Biomarker Identification for Duchenne Muscular Dystrophy

This trial aims to find a less invasive way to track muscular dystrophies using urine and blood samples instead of muscle biopsies. Researchers seek to detect and measure the activity and severity of these conditions through these samples. Suitable candidates for this trial include males with Duchenne or Becker muscular dystrophy confirmed by genetic testing, who can provide consent and are not taking certain medications or have specific medical conditions.

As an unphased trial, this study offers participants the chance to contribute to groundbreaking research that could lead to less invasive diagnostic methods.

The trial requires that you stop taking anti-platelet drugs 7 days before the blood draw and anticoagulants 60 days before the blood draw. Other medications are not specifically mentioned, so it's best to discuss with the trial team.

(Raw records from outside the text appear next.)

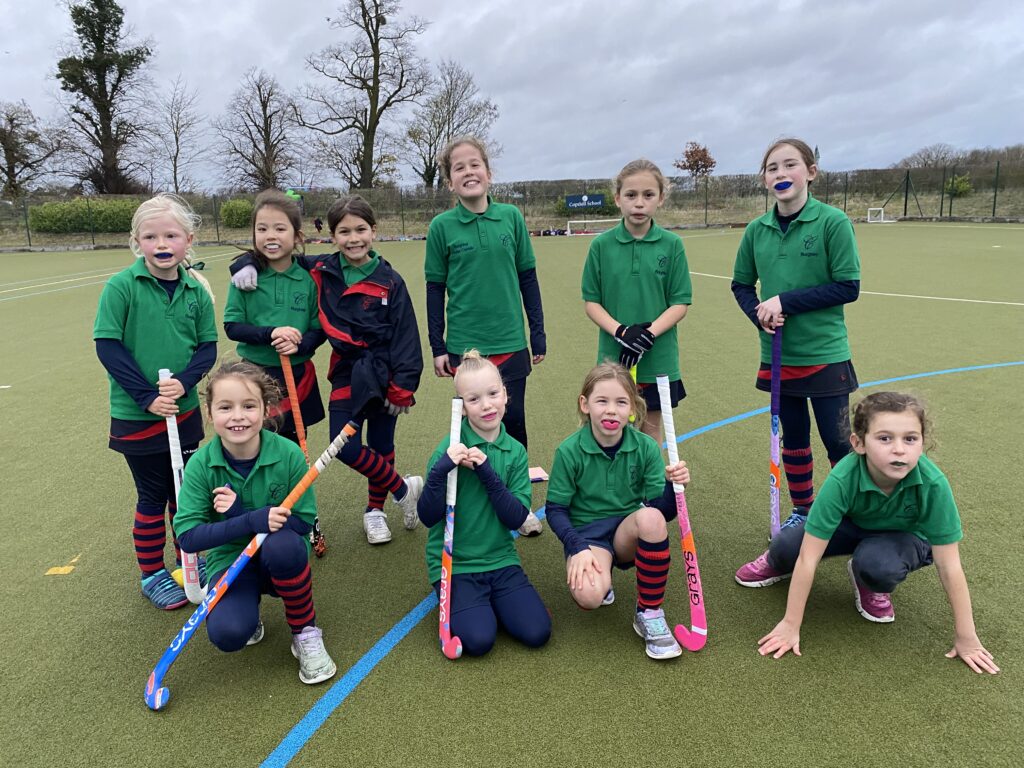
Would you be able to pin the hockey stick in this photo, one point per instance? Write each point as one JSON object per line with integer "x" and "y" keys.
{"x": 451, "y": 646}
{"x": 316, "y": 536}
{"x": 189, "y": 562}
{"x": 695, "y": 637}
{"x": 775, "y": 474}
{"x": 157, "y": 695}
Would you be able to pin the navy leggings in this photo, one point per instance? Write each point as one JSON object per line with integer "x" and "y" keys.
{"x": 515, "y": 410}
{"x": 154, "y": 476}
{"x": 233, "y": 620}
{"x": 482, "y": 601}
{"x": 832, "y": 416}
{"x": 882, "y": 559}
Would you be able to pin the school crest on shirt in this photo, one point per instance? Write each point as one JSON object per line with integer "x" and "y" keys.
{"x": 635, "y": 473}
{"x": 278, "y": 492}
{"x": 810, "y": 246}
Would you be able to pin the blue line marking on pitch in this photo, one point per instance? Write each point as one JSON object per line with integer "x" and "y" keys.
{"x": 305, "y": 728}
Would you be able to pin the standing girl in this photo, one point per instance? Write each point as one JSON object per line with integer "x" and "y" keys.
{"x": 889, "y": 507}
{"x": 636, "y": 288}
{"x": 805, "y": 255}
{"x": 280, "y": 317}
{"x": 488, "y": 586}
{"x": 230, "y": 493}
{"x": 376, "y": 361}
{"x": 608, "y": 503}
{"x": 156, "y": 314}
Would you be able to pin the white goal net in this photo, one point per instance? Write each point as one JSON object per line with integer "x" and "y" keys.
{"x": 878, "y": 216}
{"x": 590, "y": 226}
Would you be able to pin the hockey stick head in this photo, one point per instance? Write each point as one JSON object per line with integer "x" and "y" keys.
{"x": 156, "y": 696}
{"x": 692, "y": 640}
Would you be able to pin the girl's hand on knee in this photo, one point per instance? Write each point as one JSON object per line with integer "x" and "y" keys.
{"x": 583, "y": 567}
{"x": 276, "y": 518}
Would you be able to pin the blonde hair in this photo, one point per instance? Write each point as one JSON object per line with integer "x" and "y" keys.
{"x": 472, "y": 363}
{"x": 609, "y": 371}
{"x": 444, "y": 159}
{"x": 641, "y": 165}
{"x": 167, "y": 204}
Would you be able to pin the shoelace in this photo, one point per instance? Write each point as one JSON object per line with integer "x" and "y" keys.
{"x": 655, "y": 627}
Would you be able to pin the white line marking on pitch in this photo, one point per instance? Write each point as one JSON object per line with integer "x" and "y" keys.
{"x": 900, "y": 295}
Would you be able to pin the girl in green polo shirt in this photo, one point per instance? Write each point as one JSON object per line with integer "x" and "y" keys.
{"x": 481, "y": 274}
{"x": 636, "y": 289}
{"x": 156, "y": 314}
{"x": 488, "y": 586}
{"x": 609, "y": 498}
{"x": 280, "y": 317}
{"x": 890, "y": 508}
{"x": 231, "y": 492}
{"x": 804, "y": 254}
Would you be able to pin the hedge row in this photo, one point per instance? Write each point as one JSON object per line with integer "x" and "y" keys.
{"x": 114, "y": 215}
{"x": 83, "y": 215}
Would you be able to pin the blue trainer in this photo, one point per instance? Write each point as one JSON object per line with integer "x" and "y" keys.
{"x": 797, "y": 517}
{"x": 163, "y": 591}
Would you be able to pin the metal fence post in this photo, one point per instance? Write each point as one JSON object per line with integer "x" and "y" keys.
{"x": 25, "y": 211}
{"x": 952, "y": 177}
{"x": 995, "y": 187}
{"x": 92, "y": 226}
{"x": 706, "y": 201}
{"x": 942, "y": 193}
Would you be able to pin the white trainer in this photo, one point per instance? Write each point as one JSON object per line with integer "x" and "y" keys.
{"x": 531, "y": 525}
{"x": 414, "y": 488}
{"x": 315, "y": 664}
{"x": 375, "y": 523}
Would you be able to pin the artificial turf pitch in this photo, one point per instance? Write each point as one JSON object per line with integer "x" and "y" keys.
{"x": 78, "y": 645}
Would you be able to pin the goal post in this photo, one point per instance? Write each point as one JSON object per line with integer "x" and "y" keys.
{"x": 878, "y": 216}
{"x": 590, "y": 226}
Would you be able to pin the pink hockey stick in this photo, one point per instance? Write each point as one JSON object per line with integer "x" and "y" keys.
{"x": 695, "y": 637}
{"x": 451, "y": 645}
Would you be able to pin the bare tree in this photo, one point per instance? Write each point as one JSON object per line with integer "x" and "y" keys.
{"x": 257, "y": 133}
{"x": 372, "y": 74}
{"x": 30, "y": 150}
{"x": 933, "y": 156}
{"x": 696, "y": 160}
{"x": 343, "y": 155}
{"x": 103, "y": 82}
{"x": 453, "y": 109}
{"x": 179, "y": 133}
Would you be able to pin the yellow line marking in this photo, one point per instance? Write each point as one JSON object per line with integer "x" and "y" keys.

Researchers are excited about this trial because it explores the use of extracellular RNA as biomarkers for Duchenne Muscular Dystrophy (DMD). Unlike current treatments focusing on managing symptoms and slowing disease progression, identifying RNA biomarkers can provide a clearer, more precise way to monitor the disease and assess treatment effectiveness. This could potentially lead to earlier and more personalized intervention strategies, improving patient outcomes in ways that existing therapies cannot.